Kaggle - Inclusive Images
Introduction
Modern convolutional networks are not known to be robust against distributional skew, i.e. generalizing over different distributions in testing vs. training. However, in real world systems, training data is not inclusive enough of all possible scenarios, and our prediction models usually tend to fail. In this project, attempt is made to try out approaches to train classifiers to obtain good results over different geographical distributions
One area of interest where we would like neural networks to generalize especially well is across geographical distributions. It is understood that a doctor’s clinic in the United States or in Europe is unlikely to resemble a doctor’s clinic in India or in Africa, proving to be a problem for our classifiers’ predictions. The weights that the classifier will learn for the clinic in the US will be very different from those it would learn from a clinic in Africa, and hence it would have a hard time predicting ”clinic” for the latter. To tackle this problem, one needs to be able to model our classifiers to perform well on geographical stress tests.
Method
Baseline image recognition machine leaning models Densenet and Resnet were tried which did not give good performance. So, data was analysed and it revealed lot of inconsistencies in data distribution.

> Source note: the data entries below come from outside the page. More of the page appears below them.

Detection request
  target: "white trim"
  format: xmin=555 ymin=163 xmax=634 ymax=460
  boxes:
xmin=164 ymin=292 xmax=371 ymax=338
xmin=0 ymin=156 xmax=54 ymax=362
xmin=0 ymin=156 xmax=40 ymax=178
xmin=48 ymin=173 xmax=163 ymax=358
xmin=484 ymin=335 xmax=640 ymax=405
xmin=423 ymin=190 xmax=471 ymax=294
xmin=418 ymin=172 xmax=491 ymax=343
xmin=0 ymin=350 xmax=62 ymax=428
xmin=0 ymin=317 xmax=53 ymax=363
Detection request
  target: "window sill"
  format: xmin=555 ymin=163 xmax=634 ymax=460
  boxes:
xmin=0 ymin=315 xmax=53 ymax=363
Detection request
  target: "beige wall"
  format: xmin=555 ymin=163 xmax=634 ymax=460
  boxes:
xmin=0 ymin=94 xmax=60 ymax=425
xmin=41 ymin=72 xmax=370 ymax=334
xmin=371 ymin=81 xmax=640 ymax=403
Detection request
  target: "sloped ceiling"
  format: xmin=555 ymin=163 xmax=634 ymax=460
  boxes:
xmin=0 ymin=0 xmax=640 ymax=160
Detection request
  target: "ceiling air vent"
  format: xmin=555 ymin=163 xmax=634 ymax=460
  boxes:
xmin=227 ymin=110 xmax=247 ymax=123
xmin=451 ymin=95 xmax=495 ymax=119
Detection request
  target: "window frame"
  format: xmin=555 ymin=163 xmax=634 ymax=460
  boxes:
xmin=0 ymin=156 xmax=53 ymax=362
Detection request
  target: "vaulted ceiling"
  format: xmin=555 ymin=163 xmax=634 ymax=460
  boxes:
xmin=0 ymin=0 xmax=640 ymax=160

To account for the inconsistent distributions, weighted sampling an importance sampling technique that is a variant of stratified sampling was used to train on data more efficiently. In essence, weighted sampling takes an input and scales it by the weights that it has been given. Then the sum of the weights is divided by the number of classes, and these equal partitions are used to sample from randomly, and choose the input it aligns to in the original distribution.
After weighted sampling there was a huge boost in performance observed. In this problem it seems like the devil is in image preprocessing details rather than hyperparameters and models.